The appellant contends that the last clause of § 1 of the amendatory act can have no application to actions by private parties for the reason that the title of the act is not broad or comprehensive enough to embrace that subject. In our opinion this contention must be sustained. Bal. Code, § 4807, as construed by this court embraces two separate and distinct subjects. First, a provision that the statute of limitations shall run against the state and its municipal subdivisions; and second, a provision that an action shall be deemed commenced when the complaint is filed, whether the action be instituted by the state or by private parties. The title of the *608amendatory act is broad enough to embrace the first of these subjects, but not the second. The first part of the title, viz., “An act relating to the defense of the statute of limitations in actions brought by or for the benefit of the state or any of its municipalities,” is clearly too narrow and restricted to admit of affirmative legislation fixing the time when an action by private • parties shall be deemed commenced. The remainder of the title; namely, “amending section 35 of the Code of Civil Procedure of Washington, of 1881, the same being section 4807 of Ballinger’s Annotated Codes and Statutes of Washington, and declaring an emergency,” is not of itself a sufficient title to an amendatory act. State ex rel. Seattle Elec. Co. v. Superior Court, 28 Wash. 317, 68 Pac. 957, 92 Am. St. 831, and cases cited.

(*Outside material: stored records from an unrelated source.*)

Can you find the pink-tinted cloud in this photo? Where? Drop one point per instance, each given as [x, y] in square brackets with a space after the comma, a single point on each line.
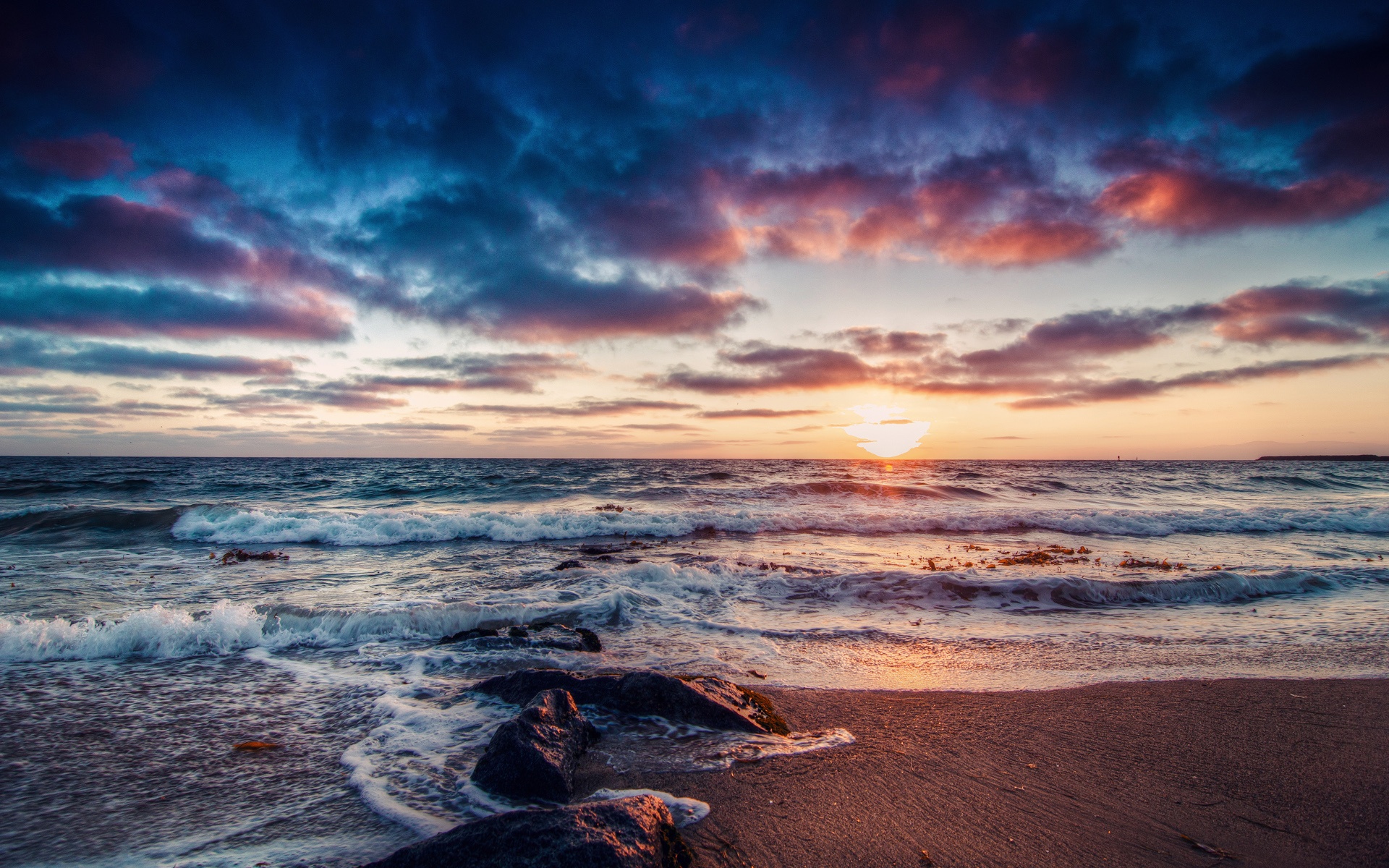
[878, 342]
[504, 371]
[80, 158]
[1063, 362]
[1129, 389]
[1316, 314]
[1024, 243]
[1195, 202]
[755, 413]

We are, therefore, of opinion that the act of 1903 does not fix the time when an action instituted by a private party shall be deemed commenced. But it does not follow from this that we have no statute on that subject other than-the practice act of 1893, which provides that civil actions shall be commenced by the service of summons and complaint. If the title to the amendatory act of 1903 is not broad enough to embrace a provision amending § 4807, supra, in so far as that section relates to the commencement of actions by private parties, the title is not broad enough to authorize a repeal of so much of § 4807 as relates to that subject. In other words, the title of the act of 1903 makes no reference to a repeal of other statutes, the body of the act contains no repealing clause, and an act relating to the defense of the statute of limitations in actions brought by or for the benefit of the state or any of its municipalities, cannot repeal by implication an act which fixes the time when actions by private parties shall be deemed commenced. If, therefore, the time when an action instituted by private parties shall be deemed commenced, within the meaning of the statute of limitations, is not fixed by the amendatory act of 1903, the provision of § 4807 fixing such time is still in full force and effect.

*609The demurrer was properly sustained, and the judgment is affirmed.

Gose, Fullerton, Chadwick, Mount, Crow, and Dunbar, JJ., concur.